Module 1 · Foundations of Python and Data Handling

Section 4: Data Cleaning and Preparation

Missing Data · Duplicates · Type Conversion · Outliers · Feature Engineering

🩺 Data Quality Issues
  • Missing values (NaN), duplicates, inconsistent formats
  • The 80/20 rule: 80% of effort is data preparation
  • df.isnull().sum() — count missing per column
  • df.duplicated().sum() — count duplicate rows
🕳️ Handling Missing Data
  • df.dropna() — remove rows/columns with NaN
  • df.fillna(value) — fill with mean, median, or constant
  • df.fillna(method="ffill") — forward fill time series
  • Decide: drop vs. fill based on % missing and context
🔄 Type Conversion
  • df["col"].astype(float) — convert dtype
  • pd.to_datetime(df["date"]) — parse dates
  • Strip whitespace: df["col"].str.strip()
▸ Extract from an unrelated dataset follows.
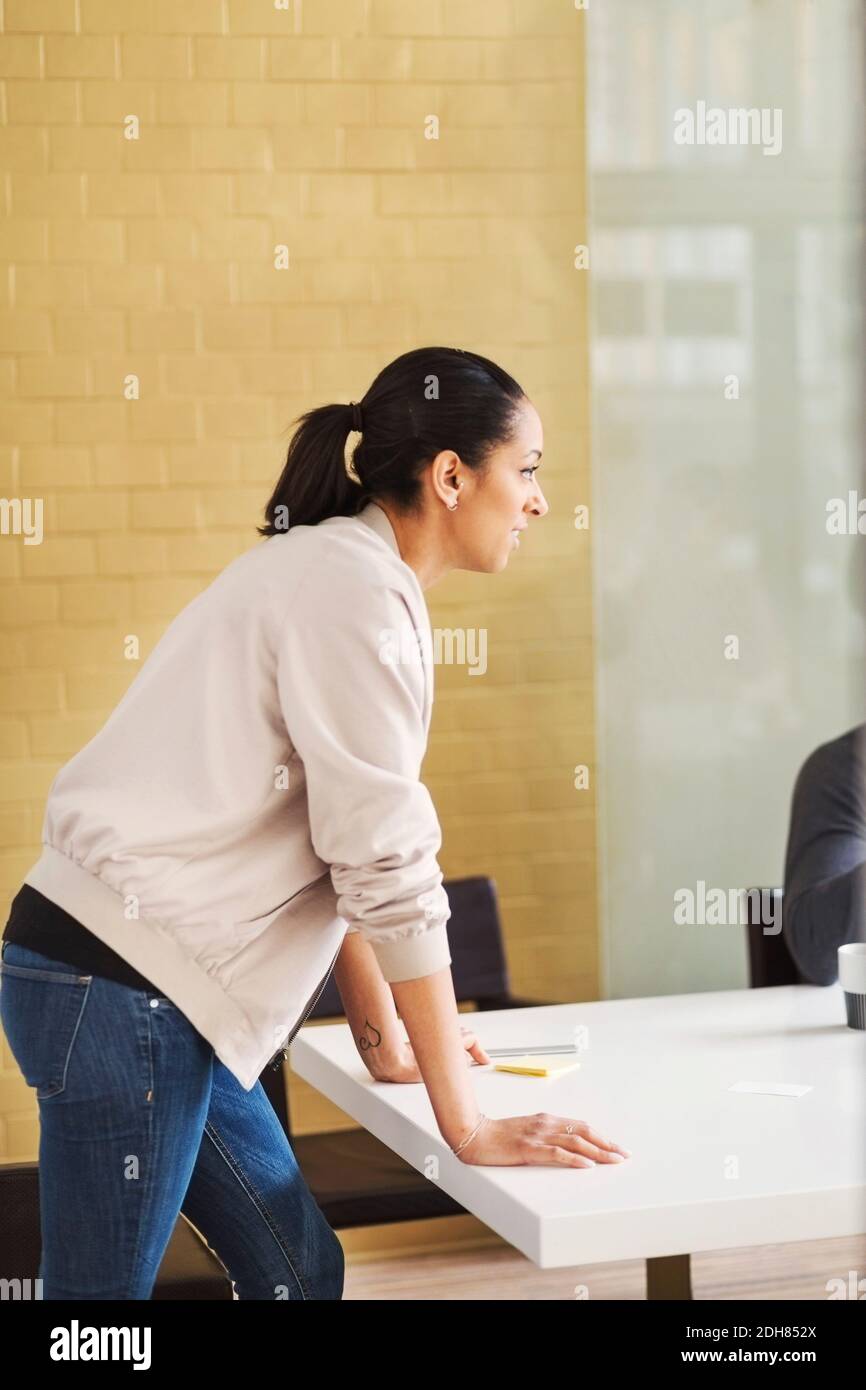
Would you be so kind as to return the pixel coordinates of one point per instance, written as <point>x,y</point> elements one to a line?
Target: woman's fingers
<point>591,1143</point>
<point>474,1047</point>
  • Standardize case: .str.lower(), .str.title()
📐 Outlier Detection
  • IQR method: Q1 − 1.5×IQR to Q3 + 1.5×IQR fence
  • Z-score: flag values beyond ±3 standard deviations
  • Visual check: boxplot before deciding to remove
  • Business context determines if outlier is error or signal
🛠️ Feature Engineering
  • Derive new columns: revenue × margin = profit
  • Bin continuous values: pd.cut(), pd.qcut()
  • Encode categoricals: pd.get_dummies()
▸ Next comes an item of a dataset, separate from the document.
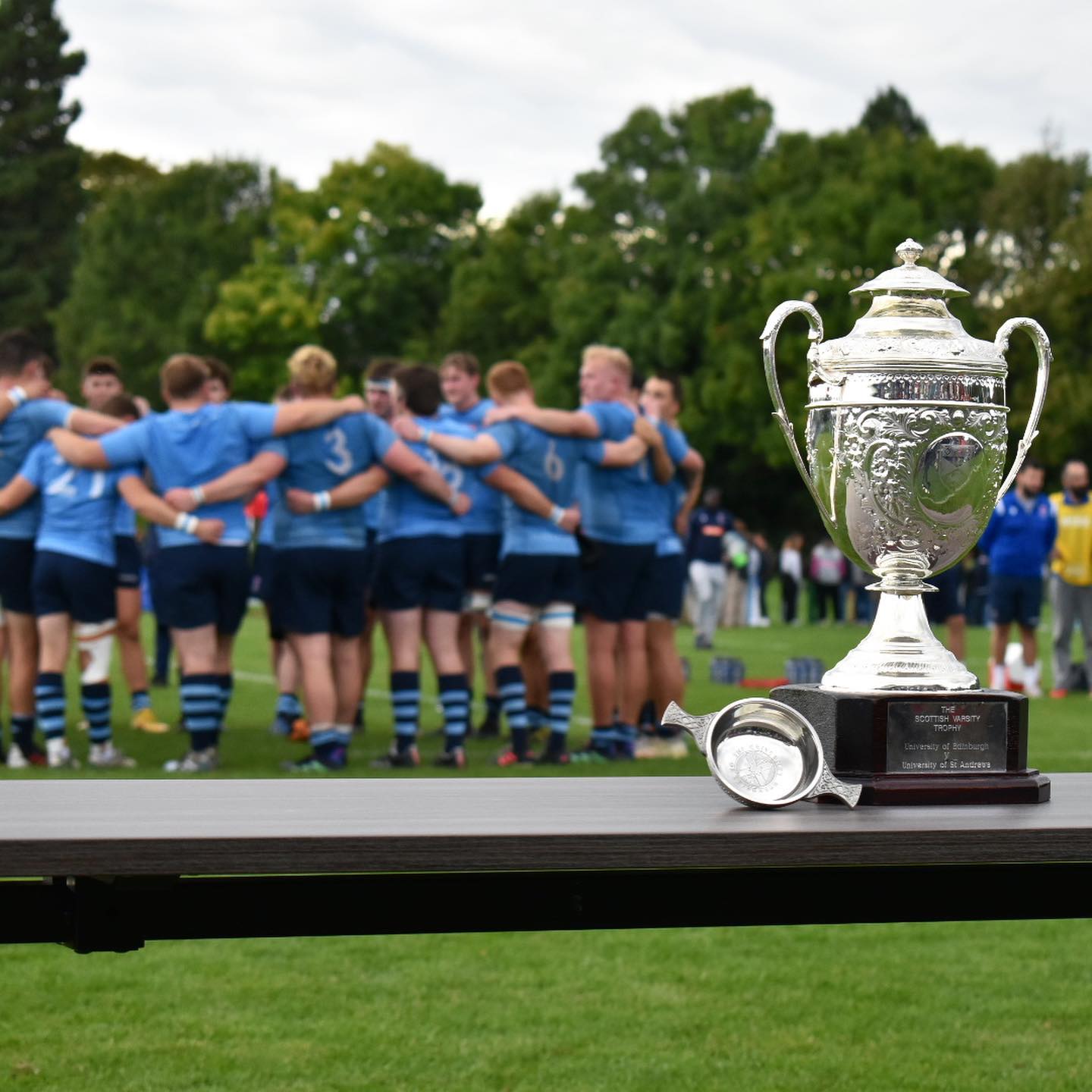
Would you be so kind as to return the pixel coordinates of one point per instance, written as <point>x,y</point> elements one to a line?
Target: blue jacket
<point>1019,538</point>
  • Date features: year, month, day_of_week from datetime
🧪 Lab 4 — Data Cleaning Pipeline
  • Part A: Create a messy dataset with intentional errors
  • Part B: Data quality assessment — find all issues
  • Part C: Step-by-step cleaning — fix each problem
  • Part D: Outlier analysis with IQR and visualization